Aagtekerke

History

Dutch Republic
- Name: Aagtekerke
- Namesake: Village of Aagtekerke
- Owner: Dutch East India Company
- Builder: Chamber of Zeeland
- Launched: 1724
- Fate: Lost without trace in 1726

General characteristics
- Displacement: 280 tons
- Length: 145 ft (44 m)
- Complement: 200

= Aagtekerke (1724) =

Ship lost sailing from the Cape of Good Hope to Batavia in 1726

Aagtekerke (/nl/) was a ship of the Dutch East India Company built in 1724. It was lost without trace during its maiden voyage in 1725–26, sailing from Cape of Good Hope in the Dutch Cape Colony to Batavia in the Dutch East Indies.

== Description ==
Aagtekerke was built in 1724 by the Chamber of Zeeland of the Dutch East India Company, on their wharf in Middelburg. It was named after the nearby village of Aagtekerke.
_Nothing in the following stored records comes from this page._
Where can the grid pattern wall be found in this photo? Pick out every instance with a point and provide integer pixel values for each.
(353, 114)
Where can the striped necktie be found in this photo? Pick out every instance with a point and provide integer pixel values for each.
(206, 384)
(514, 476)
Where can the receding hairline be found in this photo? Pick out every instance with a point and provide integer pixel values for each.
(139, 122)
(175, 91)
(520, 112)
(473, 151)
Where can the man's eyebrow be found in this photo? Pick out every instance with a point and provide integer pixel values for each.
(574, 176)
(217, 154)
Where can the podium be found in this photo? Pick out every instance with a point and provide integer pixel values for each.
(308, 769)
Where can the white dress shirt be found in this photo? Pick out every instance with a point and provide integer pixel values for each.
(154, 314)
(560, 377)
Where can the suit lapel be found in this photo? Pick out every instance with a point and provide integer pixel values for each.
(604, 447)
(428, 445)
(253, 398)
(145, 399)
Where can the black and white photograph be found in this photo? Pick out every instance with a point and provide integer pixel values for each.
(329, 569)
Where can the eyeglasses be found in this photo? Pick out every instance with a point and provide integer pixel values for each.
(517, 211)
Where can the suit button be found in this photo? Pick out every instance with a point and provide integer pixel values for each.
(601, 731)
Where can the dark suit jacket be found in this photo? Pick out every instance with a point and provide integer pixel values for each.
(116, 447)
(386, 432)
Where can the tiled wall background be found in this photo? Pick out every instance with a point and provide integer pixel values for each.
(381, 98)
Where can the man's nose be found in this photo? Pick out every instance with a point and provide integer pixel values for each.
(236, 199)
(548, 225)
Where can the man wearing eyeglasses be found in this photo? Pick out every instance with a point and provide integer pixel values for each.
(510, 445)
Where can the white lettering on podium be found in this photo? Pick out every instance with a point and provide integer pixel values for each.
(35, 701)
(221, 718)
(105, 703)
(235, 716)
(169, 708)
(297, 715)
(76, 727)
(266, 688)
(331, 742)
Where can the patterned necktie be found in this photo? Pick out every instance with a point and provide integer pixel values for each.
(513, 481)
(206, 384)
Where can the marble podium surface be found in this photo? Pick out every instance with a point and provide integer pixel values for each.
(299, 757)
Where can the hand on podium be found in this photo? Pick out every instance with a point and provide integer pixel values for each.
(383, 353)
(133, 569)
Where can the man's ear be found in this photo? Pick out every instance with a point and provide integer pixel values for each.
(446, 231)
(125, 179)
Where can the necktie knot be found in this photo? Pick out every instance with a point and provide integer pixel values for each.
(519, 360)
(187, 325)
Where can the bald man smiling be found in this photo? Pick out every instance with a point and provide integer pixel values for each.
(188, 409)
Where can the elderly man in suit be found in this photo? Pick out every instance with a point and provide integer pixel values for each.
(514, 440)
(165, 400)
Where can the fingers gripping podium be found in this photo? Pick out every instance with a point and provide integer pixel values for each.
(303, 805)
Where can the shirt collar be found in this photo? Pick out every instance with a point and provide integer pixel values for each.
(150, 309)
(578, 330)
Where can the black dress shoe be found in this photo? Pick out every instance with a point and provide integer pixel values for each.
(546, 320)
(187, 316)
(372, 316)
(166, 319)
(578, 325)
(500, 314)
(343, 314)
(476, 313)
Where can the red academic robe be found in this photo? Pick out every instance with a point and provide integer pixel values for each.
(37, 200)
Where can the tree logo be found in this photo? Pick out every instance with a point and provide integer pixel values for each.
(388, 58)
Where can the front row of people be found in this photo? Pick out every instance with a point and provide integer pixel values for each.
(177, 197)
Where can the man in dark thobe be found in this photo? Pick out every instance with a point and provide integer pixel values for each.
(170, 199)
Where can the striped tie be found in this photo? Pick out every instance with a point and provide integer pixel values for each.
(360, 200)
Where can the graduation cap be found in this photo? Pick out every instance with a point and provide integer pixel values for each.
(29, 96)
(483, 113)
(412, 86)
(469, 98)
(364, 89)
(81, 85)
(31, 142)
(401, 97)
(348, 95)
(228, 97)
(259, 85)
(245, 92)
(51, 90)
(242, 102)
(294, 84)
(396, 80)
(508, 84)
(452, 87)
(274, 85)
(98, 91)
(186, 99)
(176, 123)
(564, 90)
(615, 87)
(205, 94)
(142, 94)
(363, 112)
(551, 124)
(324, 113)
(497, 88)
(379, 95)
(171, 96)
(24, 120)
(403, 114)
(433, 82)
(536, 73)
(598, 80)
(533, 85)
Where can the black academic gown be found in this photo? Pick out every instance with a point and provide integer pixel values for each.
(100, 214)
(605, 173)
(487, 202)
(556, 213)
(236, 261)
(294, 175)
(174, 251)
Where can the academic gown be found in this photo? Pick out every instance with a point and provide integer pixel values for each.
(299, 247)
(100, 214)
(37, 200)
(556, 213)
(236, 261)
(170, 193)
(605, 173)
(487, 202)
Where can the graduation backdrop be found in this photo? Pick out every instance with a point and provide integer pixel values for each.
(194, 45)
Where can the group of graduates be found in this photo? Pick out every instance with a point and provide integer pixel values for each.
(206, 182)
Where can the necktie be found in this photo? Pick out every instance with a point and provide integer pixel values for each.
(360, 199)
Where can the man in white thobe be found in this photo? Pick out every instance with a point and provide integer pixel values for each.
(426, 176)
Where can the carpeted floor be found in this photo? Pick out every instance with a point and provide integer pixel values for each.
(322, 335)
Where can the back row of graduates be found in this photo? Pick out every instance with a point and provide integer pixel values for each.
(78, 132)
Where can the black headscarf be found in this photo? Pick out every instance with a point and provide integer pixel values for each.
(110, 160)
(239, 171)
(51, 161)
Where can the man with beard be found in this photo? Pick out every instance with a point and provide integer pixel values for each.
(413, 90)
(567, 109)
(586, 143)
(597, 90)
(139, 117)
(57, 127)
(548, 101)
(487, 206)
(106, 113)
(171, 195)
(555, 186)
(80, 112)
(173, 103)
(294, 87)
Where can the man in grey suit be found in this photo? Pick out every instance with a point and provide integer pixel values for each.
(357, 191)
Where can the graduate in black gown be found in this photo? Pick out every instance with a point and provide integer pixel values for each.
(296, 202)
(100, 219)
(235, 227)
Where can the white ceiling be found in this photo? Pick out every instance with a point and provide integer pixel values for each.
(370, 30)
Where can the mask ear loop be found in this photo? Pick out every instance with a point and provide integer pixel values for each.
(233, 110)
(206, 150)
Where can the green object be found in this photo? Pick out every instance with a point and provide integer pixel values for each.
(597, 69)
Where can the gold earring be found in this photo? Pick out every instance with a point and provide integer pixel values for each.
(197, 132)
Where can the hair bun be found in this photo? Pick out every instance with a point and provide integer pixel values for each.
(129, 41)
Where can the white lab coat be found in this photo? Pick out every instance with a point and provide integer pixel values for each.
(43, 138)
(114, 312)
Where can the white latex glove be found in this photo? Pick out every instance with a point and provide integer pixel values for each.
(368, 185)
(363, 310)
The ship was 145 ft long and had a load capacity of 850 tons. It had a crew of 200 men, and carried 36 guns.

== Maiden voyage ==
On 27 May 1725, the ship sailed out from Fort Rammekens (near Ritthem) under the command of Jan Witboon. The ship first sailed to Cape of Good Hope in the Dutch Cape Colony, where it arrived on 3 January 1726, possibly to load ivory.

On 27 January 1726, the ship left for Batavia in the Dutch East Indies, but was lost without trace. At the time, the ship was carrying silver coins and precious metals with a total value of 200,000 guilders.

There is some evidence from the crew of the wrecked ship that Aagtekerke may have been wrecked on the Abrolhos Islands, because they found some remains of a Dutch vessel that had been wrecked before them.